В такую тишину слова непоправимы.
Вот вечер в сорок лет - ни девки, ни вина.
Во всем моя вина. И жизнь до половины.
И вся как простыня в снегу отбелена.
Когда сойду с ума, то двину без дороги -
патрульным января по кругу сквозь пургу;
там буги на бровях в сугробах пляшут боги,
и губы как дурман мерещатся в снегу.
Еще меня хранит от зла всевышний Санта,
над звездами в санях летя в ночной объезд,
и белый-белый снег падет с небес десантом -
точнее говоря, до боли очи ест.
Когда сойду с ума, когда усну и сдохну,
когда начнется жизнь...
И обнажая жуть,
ночь в белом колпаке пристыла в черных окнах.
Душа, душа, душа, скажи чего-нибудь.
И не успеешь сдохнуть, слышишь снова:
уже трубят весну, срывая сроки.
Уже опара поднялась и прет,
прервав февраль на середине слова.
Пекут блины. И масленица с горки
въезжает на московский серый лед.
Час пересменки. Прерыванье круга.
И жизнь со смертью смотрятся друг в друга
как в воду, и граница не ясна.
Так снег с асфальта одеялом ветхим -
как саван. Как сползающий под веком
в глазу еще не смытый снимок сна.
И колесо замрет на повороте,
чужая память прорастает в клетке,
и древний ужас ломится сквозь швы -
когда, кружась в старинном хороводе,
они под ней подкладывают ветки,
и все горит. Но крики не слышны.
-2-
Март у дверей.

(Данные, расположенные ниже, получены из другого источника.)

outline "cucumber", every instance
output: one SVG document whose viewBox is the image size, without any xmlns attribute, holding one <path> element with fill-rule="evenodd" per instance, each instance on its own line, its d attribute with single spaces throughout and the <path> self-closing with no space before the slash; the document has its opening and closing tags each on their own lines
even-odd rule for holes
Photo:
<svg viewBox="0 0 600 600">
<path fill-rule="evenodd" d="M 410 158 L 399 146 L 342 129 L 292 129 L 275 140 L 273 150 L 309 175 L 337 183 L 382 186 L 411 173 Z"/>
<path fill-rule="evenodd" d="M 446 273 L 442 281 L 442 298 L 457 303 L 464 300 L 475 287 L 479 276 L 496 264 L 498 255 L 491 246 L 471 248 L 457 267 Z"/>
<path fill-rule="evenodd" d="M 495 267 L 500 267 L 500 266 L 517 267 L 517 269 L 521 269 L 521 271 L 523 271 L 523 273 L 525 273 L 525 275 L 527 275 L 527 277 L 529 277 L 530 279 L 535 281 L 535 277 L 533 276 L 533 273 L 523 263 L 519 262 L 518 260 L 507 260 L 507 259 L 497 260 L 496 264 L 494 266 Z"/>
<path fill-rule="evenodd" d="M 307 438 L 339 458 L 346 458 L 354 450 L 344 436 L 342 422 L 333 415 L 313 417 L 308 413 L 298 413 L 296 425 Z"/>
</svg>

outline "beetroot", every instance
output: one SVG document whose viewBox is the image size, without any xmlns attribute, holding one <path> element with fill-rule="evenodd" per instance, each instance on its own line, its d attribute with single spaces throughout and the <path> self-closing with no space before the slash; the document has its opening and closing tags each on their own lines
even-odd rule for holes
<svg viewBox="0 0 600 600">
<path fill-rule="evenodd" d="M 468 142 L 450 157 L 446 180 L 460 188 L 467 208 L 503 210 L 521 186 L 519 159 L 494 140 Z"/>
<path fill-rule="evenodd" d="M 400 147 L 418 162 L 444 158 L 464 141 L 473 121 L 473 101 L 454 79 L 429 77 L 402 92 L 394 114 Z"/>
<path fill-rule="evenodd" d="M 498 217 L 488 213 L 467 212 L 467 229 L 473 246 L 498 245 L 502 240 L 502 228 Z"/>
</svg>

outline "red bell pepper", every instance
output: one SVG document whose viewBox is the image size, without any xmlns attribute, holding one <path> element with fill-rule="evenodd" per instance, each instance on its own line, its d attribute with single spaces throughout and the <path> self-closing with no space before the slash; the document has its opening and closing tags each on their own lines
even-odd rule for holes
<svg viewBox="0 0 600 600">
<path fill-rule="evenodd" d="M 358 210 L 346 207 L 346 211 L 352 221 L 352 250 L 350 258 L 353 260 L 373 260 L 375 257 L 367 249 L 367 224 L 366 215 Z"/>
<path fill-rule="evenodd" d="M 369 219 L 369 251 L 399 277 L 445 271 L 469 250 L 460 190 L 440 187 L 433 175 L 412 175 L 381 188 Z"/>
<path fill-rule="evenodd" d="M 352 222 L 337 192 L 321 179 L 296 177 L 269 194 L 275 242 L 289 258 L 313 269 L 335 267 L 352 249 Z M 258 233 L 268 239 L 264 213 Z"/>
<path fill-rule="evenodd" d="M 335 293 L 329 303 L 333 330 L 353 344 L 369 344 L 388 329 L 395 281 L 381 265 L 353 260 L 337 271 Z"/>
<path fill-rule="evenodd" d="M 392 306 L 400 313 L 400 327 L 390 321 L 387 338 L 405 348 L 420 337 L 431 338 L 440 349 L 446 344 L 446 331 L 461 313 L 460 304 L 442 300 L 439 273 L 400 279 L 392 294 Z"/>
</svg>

И поздно удавиться.
И все дела, и некуда деваться.
Еще ползешь на этом голом льду,
а каждая прохожая девица
бесплатно начинает раздеваться,
пальто распахивая на ходу.
А в небесах кружит старик Степанов*,
и снег счернел в рассохшемся сугробе;
как быстро жизнь ссыпается в трубу!
В канун Восьмого весь вагон в тюльпанах -
как будто тонет в сахарном сиропе,
и Роза с Кларой вертятся в гробу.
И сердце наше хочет петь о главном
и носится с беспомощным куплетом;
так оттепель игрива и грязна! -
когда вприпрыжку по собачьим говнам
ты сам спешишь с задрипанным букетом.
Ах, эта пошлость: к нам пришла весна.
-3-
Есть тайная печаль в апреле раннем,
когда простор лежит без покрывала
на необжитой выжженной весне -
и голая земля открытой раной,
и небо сквозь прозрачные провалы,
и пустота на сердце и везде.
Есть тайный отпечаток бывшей казни,
как бы постскриптум той дремучей тризны
рассыпавшимся пеплом меж полей;
какой-то гул, какой-то плач бессвязный -
о Масленице. Или всякой жизни -
как таковой. Какой-то. Как твоей.
Как будто что-то говорит про тайный
скрип колеса: как снег сползает с ветки,
как часовая стрелка сыпет век,
как сон-трава выходит из проталин,
и смерть растет и зреет в каждой клетке,
и лес растет из умеревших век.
________________________________________
* известный дворник
скоро вообще навеки по односпальным
и бессловесным а память фонит не в тему
мимими сердце вот мы и стали спамом
сам себе споки-чмоки и глазки в стену
видишь: в конце ни слова куда ни гугли
все части речи строем в бессрочный отпуск
от всего человека - только сплошные губы
на пустоте оставляя бессонный оттиск
засыпай уже - замотавшись в тоску как в спальник
подступает немое кино где стирают лица
после нас в пустоте порхает чеширский :-)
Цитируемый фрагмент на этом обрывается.